Ce modèle peut prendre appui sur une parité claire et transparente entre
le dossier enseignement et le dossier recherche. Pour ce faire, le
MESRS doit favoriser et encourager la préparation, la rédaction du
dossier d'enseignement et l'intégrer dans les critères de promotion, de
recrutement et de nomination par le biais des concours
hospitalo-universitaires. En d'autres termes, il est plus que nécessaire
que le dossier d'enseignement occupe une place importante dans la
progression et la promotion de la carrière et que le volet enseignement
compte autant que le volet recherche.
Par ailleurs, il est important
pour le MESRS, les doyens et les responsables des facultés de médecine
de sensibiliser, informer, organiser des colloques en pédagogie des
sciences de la santé, des formations continues sur la valorisation des
enseignements et sur le dossier enseignement à des fins d'assurance
qualité et de progression de carrière. Cette démarche doit être claire,
ciblée, bien organisée, structurée, formative et conçue par des
personnes-ressources compétentes en pédagogie appliquée en sciences de
la santé. Il ne suffit pas de décréter par un arrêté ministériel le
dossier enseignement comme une obligation administrative, mais de
soutenir cette démarche et cette initiative par des arguments tangibles,
convaincants et cohérents afin de s'assurer de l'engagement et de
l'implication des enseignants hospitalo-universitaires à réfléchir sur
leurs pratiques pédagogiques et à rédiger leurs dossiers enseignements.
De
plus, et pour toute faculté de médecine, encourager un
hospitalo-universitaire à réfléchir sur ses pratiques pédagogiques et à
rédiger son dossier d'enseignement constitue un signal fort de
valorisation de l'acte d'enseigner et des pratiques pédagogiques en
sciences de la santé. En d'autres termes, recommander la rédaction d'un
dossier d'enseignement constitue un geste concret de la part du MESRS et
de son engagement certain en faveur de l'amélioration des
enseignements. Cela constitue également un geste tangible que l'acte
d'enseigner et l'enseignement occupent des places importantes parmi les
autres missions des facultés de médecine.

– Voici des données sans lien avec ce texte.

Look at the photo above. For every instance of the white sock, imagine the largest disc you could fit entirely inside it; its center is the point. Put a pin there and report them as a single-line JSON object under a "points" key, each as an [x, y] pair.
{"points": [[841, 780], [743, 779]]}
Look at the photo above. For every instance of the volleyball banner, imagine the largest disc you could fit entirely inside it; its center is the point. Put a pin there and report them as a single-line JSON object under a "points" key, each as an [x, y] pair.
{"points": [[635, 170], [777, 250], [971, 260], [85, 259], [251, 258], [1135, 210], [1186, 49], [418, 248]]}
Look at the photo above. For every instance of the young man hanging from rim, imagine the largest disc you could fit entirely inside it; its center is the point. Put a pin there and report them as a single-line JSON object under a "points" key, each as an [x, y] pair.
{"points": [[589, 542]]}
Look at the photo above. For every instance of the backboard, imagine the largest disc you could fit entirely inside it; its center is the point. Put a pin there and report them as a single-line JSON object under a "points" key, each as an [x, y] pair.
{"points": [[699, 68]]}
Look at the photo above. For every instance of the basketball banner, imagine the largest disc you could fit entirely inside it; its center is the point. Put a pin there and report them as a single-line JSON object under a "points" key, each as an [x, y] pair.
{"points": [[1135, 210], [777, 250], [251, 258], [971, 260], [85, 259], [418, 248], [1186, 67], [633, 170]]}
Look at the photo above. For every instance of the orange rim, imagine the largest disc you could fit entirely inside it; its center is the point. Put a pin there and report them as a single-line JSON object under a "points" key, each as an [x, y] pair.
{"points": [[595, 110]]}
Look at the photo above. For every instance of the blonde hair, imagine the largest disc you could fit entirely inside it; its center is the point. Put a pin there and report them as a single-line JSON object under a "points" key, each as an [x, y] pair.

Plus important encore, une
réforme majeure des textes et des arrêtés ministériels régissant tous
les concours de recrutement des futurs enseignants
hospitalo-universitaires serait plus que nécessaire pour s'adapter à
l'évolution de la réalité professionnelle et pédagogique des pratiques
d'enseignements universels. Finalement, la notion de certification en
pédagogie et le concept de l'épreuve pédagogique devraient être soutenus
et promus comme outils de sensibilisation, de conscientisation, de
sélection et de promotion bien avant l'organisation de tout concours de
recrutement, et à tous les paliers de l'enseignement supérieur et
notamment en milieu hospitalo-universitaire.